Pollo Tropical, Taco Cabana Parent Gives Back Small Business Aid; Treasury Aims To Have PPP Funds Given To Larger Firms Returned

Pollo Tropical

The coronavirus pandemic is disrupting businesses large and small. While the Paycheck Protection Program (PPP) was intended to help small- to medium-sized businesses (SMBs) weather the economic storm, some larger companies received loans from the program.

The Treasury Department, for its part, is feverishly seeking to find a method to get hundreds of millions in funds from large companies that applied for the loans and attained them under the original terms of the program, The New York Times reported.

The Los Angeles Lakers, in one case, were said to be the newest exhibit of a large firm that was able to qualify for a loan from a program, which was created in a rush. (The Lakers have reportedly returned the funds.)

Steven Mnuchin, the secretary of the Treasury, said the administration would audit any firm that took in over $2 million. Congress made the program as part of March’s $2 trillion economic relief package, which it meant to serve as a lifeline for SMBs. Eligibility requirements were not specific, but the money made companies keep staffers on the payroll for two months if the firms sought to have the loans forgiven.

Restaurant Loans

The parent company of Taco Cabana and Pollo Tropical, Fiesta Restaurant Group, has said in a federal filing that it will be giving back $15 million in PPP loans, CNBC reported. Fiesta took in just under $160 million in revenue in the fourth quarter of 2019, and its shares were higher by over 20 percent on Wednesday (April 29) in midday trading.

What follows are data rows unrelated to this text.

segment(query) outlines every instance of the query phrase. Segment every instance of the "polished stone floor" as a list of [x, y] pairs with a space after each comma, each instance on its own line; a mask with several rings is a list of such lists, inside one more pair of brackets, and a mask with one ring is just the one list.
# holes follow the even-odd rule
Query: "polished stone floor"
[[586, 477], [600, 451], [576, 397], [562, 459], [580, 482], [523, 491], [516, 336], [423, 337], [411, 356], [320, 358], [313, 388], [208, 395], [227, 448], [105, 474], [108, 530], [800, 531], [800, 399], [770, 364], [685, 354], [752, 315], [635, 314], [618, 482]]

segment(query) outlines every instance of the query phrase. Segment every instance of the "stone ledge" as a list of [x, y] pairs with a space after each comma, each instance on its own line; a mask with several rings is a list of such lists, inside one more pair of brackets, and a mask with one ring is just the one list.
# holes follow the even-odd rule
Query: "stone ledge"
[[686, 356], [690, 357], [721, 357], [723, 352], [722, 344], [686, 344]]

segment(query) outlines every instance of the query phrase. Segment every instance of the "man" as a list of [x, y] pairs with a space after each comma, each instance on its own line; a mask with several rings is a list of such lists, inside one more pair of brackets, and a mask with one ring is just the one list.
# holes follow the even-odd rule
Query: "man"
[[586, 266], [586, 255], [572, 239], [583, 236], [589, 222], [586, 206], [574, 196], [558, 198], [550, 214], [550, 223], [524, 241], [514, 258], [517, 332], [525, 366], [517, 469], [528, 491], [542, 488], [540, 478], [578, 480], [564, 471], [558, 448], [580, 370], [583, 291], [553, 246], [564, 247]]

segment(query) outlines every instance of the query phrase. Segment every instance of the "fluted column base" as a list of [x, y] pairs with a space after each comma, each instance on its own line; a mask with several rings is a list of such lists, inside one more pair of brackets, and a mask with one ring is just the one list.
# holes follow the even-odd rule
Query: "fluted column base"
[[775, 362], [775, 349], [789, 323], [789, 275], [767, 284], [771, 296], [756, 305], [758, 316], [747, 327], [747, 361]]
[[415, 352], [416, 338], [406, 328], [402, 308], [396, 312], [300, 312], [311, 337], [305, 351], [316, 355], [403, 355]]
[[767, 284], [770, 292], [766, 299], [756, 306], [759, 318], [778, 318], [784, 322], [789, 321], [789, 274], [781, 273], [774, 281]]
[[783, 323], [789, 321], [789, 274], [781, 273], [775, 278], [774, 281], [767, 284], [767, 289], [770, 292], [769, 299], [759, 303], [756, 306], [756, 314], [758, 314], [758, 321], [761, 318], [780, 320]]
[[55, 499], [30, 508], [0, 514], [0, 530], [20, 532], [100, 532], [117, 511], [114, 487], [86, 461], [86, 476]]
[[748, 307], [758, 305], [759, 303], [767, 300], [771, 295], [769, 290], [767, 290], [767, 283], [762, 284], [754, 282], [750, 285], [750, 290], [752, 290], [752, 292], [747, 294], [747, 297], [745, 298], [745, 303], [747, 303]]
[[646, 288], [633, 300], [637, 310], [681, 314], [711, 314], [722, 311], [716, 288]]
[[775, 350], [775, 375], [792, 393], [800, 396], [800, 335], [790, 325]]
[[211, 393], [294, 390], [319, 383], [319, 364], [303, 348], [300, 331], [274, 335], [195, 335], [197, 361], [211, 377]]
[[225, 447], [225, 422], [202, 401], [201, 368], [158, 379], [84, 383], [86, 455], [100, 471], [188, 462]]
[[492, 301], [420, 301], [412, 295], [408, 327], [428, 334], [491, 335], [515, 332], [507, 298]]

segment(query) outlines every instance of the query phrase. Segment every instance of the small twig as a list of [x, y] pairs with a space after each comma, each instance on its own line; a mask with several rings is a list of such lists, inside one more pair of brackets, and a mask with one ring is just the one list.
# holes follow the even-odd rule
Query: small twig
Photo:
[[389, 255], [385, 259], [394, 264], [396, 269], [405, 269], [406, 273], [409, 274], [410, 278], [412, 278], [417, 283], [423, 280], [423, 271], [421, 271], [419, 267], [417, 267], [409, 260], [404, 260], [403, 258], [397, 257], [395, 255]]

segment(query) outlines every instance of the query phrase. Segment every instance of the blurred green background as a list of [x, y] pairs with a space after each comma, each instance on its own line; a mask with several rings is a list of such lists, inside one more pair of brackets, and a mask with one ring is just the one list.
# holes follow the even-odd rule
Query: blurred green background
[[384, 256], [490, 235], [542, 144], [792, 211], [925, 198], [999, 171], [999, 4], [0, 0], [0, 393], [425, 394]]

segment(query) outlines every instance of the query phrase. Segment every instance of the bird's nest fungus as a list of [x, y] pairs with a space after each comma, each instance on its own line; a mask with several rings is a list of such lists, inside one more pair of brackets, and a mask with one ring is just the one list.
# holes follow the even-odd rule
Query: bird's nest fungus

The company received loans to indirect subsidiaries Texas Taco Cabana, LP, and Pollo Operations Inc. from JPMorgan Chase. Its loans were first reportedly made public in a Morgan Stanley report on big public firms that received the funds. Fiesta has a market cap in excess of $205 million.

Treasury Guidance

On April 23, the Treasury Department put forward new guidance directing public companies to give back PPP loans by May 7 if they are not able to prove they were eligible for a loan.

A few days before the news surfaced, Shake Shack CEO Randy Garutti and Founder Danny Meyer said they were giving back a $10 million PPP loan. They wrote in a letter on LinkedIn, “We’ve decided to immediately return the entire $10 million PPP loan we received last week to the SBA so that those restaurants who need it most can get it now.”

But, while a share of the over 200 publicly traded companies that received PPP funds agreed to return the millions they received, many are keeping the money, claiming it will be used for paying furloughed staffers.